I'm so sick of today.
So I realized why I'm having trouble finding people I want to hang out with.
Because I'm so used to my people. And my people where nothing like me. I was the only one in the group like me...
I was the only rachel.
Now the groups I'm finding are all like me.
And... I'd rather me the only one.

I miss home.
I'm so depressed.
That's all.

Friday, January 16, 2009

I met a boy. He's teaching me how to play guitar. He re-strung my guitar...
He thinks he has a chance with me. Thats why he's being so nice.
I just want to learn how to play guitar.
Poor kid.


I found a really awesome youth group, here.

I miss home..

Tuesday, January 13, 2009

Panic attack number 2 today.
Uhg : (
They suck.
2 in 5 days.

I miss home.

Sunday, January 11, 2009

I've never been so mad.
Ever.

I hope..
I hope that...


Jesus loves you because I most certainly can't.

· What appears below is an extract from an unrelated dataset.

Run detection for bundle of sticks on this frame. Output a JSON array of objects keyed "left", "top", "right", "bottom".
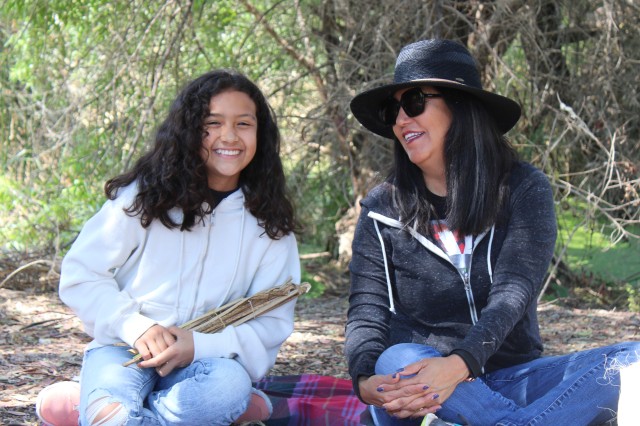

First he insults me. While I was insulting him, granted. But he thinks he's so great. I was trying to tell him he wasn't, nicely. And he thought I was telling him he was even greater! So, I just let him have it.
Then, he gave up and stopped replying. Then he gets all buddy buddy with Joe whom he only ever talked shit on. ever. Joe being one of my best friends. And joe goes for it!!! Even though he knows I'm mad at sam. And that sam only ever talked shit. And now joe is doign a music video for Sam. W.T.F. He woulcn't get along with him when we were together.


THEN. He tells Nic's girlfriend Alyson that I'm obsessed with Nic and nic begs me to get drunk with him. WHich he knows isn't true. That cause a whole big problem that wasn't needed.


Idk. I'm sure you had to be in my shoes to really understand, I was just so mad. I still kinda am.


I hate the smell of new jeans.

Saturday, January 10, 2009

This isn't just "goodbye", this is "I can't stand you."


I had a panic attack yesterday in school. The worst one I've ever had, it came out of no where. And, seriously if I'd even give you the disgusting facts there's no way you'd think I was being dramatic. I still feel kinda weird.
But after I had it and calmed down, I got sooooo hyper.

Bah.


So, I miss home, so much.


Here isn't bad though.

Sunday, January 4, 2009

Saturday, January 3, 2009

December 23rd.

I sleep through the alarms,
I sleep to rid your finger tips.
When I sleep I feel numb.
When I breath, I am numb.
I can't escape.
There is never an impulsive escape.
I washed all mine down the sink.
You are no substitute..
You have no substance.
I'm the best actress.
I make my smile, I make my mask.
I kiss you, I just act.
I think, I feel, you have no idea.
I give you my heart as shield.
With mine around your's,
I take the pain, I take the fall.
I need it for myself.
You don't make me.
You can not break me.
This is my life, my heart.
It was mine from the start..
I am the ghost, in the past.
I can't stop the haunt.
You never stopped the hunt.
I'm the ghost, in your breath.
I'll take it all away.
The beat of your heart,
It was not my song..
This has gone on way too long.
I put my foot down,
But I will not yell.
You will hear, you never listen..
I'm so far away.
I'm cold like December Twenty-Third.

Thursday, January 1, 2009

Funny thing is, I'm afraid of masks.
But I'm a master at making them.

I don't look beautiful when I frown.
Pictures just look better with smiles.
Smiles make people feel better.
People feel less guilty.
But I'm gone.
There is no one to blame.
I'm not strong enough.

If smiles are always fake,
how will I know how to make one real.